What lies ahead for mortgage rates?

Fixed mortgage rates have finally stabilized after a period of constant increases. In July, two-year fixed mortgage rates reached a high of 6.86%, while five-year fixed rates hit 6.37%. However, after recent inflation figures fell below expectations, the market has calmed down. As of August 7th, five-year fixed rate deals averaged at 6.35%, while two-year fixed rates were at 6.84%. This is still higher compared to June 1st rates of 5.17% and 5.49% respectively, and significantly higher than the rates two years ago at 2.54%. Cheaper mortgage deals are available for those with larger deposits and looking for a five-year fix, although none are cheaper than around 5.25%.

Mortgage rates are influenced by predictions rather than actual base rate changes. Banks change fixed mortgage rates based on their forecasts of how high the base rate will ultimately go and how long inflation will last. Higher than expected inflation figures in May raised the possibility of future base rate increases. This led to an increase in both gilt yields and swap rates. However, the markets reacted positively to news of decreased inflation in June, resulting in major mortgage lenders slashing their rates. These rates can be monitored through swap rates, which reflect financial institutions’ expectations of future interest rates.

Mortgage rates began to rise in December 2021 with the Bank of England’s increase in the base rate to combat rising inflation. The rates accelerated after the mini-Budget in September, which caused the pound to tumble and unsettled bond markets. However, after the new Chancellor reversed the mini-Budget announcements, the markets calmed down and borrowing costs, including mortgage rates, began to fall. Despite the recent decrease, the base rate is expected to continue rising until it reaches between 5.5% and 6%.

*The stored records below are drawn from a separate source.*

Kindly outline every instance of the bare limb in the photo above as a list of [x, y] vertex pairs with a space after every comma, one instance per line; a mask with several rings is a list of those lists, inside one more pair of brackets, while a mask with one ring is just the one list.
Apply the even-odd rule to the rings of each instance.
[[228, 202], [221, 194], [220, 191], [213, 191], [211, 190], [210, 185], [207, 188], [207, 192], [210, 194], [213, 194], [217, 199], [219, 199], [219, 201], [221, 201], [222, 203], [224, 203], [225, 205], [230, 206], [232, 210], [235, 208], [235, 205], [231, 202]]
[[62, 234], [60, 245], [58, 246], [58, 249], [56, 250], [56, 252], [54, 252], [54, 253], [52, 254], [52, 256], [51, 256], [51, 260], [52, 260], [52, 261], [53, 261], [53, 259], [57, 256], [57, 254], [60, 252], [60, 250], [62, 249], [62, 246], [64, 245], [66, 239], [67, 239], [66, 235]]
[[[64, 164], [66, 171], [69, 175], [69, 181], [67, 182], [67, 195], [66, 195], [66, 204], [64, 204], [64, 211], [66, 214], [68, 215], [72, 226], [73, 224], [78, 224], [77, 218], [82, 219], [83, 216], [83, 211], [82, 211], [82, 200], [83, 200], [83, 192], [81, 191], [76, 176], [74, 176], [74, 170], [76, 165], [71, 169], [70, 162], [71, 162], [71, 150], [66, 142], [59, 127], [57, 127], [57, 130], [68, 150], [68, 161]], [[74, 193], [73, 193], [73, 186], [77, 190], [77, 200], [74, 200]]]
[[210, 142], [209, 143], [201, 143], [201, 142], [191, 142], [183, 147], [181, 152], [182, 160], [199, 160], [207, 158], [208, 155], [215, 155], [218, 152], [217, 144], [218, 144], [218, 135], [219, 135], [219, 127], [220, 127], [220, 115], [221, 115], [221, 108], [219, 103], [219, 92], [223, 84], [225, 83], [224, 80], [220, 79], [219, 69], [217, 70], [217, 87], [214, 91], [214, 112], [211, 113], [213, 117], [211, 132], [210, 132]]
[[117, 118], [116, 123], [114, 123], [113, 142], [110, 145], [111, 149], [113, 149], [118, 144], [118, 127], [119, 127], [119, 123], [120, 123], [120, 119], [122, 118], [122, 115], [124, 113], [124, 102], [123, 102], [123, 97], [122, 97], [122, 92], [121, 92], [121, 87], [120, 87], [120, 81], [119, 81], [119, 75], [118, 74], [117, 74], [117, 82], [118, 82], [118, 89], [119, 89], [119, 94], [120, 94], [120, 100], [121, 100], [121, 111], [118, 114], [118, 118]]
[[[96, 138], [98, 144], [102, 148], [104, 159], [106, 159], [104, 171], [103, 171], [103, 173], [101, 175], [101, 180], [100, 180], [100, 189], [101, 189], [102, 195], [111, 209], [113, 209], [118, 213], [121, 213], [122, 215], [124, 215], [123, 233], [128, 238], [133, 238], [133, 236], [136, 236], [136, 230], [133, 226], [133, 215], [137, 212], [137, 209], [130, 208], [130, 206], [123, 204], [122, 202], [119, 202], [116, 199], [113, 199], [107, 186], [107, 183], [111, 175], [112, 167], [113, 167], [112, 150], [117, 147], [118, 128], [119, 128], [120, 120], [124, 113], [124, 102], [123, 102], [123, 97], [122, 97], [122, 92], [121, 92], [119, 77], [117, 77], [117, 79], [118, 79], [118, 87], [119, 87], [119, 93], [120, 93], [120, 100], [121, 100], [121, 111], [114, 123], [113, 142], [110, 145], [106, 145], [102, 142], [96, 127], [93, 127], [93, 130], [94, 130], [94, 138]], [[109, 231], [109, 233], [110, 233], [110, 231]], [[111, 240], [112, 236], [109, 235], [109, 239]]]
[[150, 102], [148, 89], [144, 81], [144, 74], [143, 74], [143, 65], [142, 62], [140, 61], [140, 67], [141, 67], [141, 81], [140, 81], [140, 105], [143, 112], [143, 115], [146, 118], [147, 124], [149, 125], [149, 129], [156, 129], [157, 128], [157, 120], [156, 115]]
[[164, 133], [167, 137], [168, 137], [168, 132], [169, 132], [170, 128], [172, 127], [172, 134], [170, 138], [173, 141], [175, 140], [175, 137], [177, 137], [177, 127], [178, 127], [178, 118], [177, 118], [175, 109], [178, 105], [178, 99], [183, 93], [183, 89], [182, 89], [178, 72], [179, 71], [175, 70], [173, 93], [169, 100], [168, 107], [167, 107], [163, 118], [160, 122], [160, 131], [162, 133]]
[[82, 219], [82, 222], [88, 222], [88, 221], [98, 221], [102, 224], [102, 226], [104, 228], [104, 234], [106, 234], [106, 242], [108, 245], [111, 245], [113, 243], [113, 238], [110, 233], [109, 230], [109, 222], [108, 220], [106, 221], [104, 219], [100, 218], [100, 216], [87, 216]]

For borrowers coming up to a remortgage, the possibility of further rate drops is of concern. The direction of swap rates can provide clues about future rate trends. By comparing rates, speaking with a mortgage broker, and considering remortgaging early, borrowers can secure favorable rates. It is also important for homebuyers to secure rates early to know their monthly payments. Higher mortgage rates may limit borrowing ability and potentially lead to a decline in house prices.

To compare mortgage costs and find suitable deals, it is recommended to consult a mortgage broker. Keep in mind that rates can change quickly, so it is advisable to act promptly and seek professional assistance. The property market has experienced a shift from double-digit growth to a potential decline in house prices. Experts predict a 10-15% fall, with some even suggesting a 35% decrease. Despite this, recent positive inflation news may lead to a peak in interest rates, potentially resulting in a decrease in fixed mortgage rates. Overall, the market is becoming more favorable for buyers, allowing negotiations on price while sellers can still make a profit. The Bank of England has been gradually increasing the base rate, and it is expected to continue rising.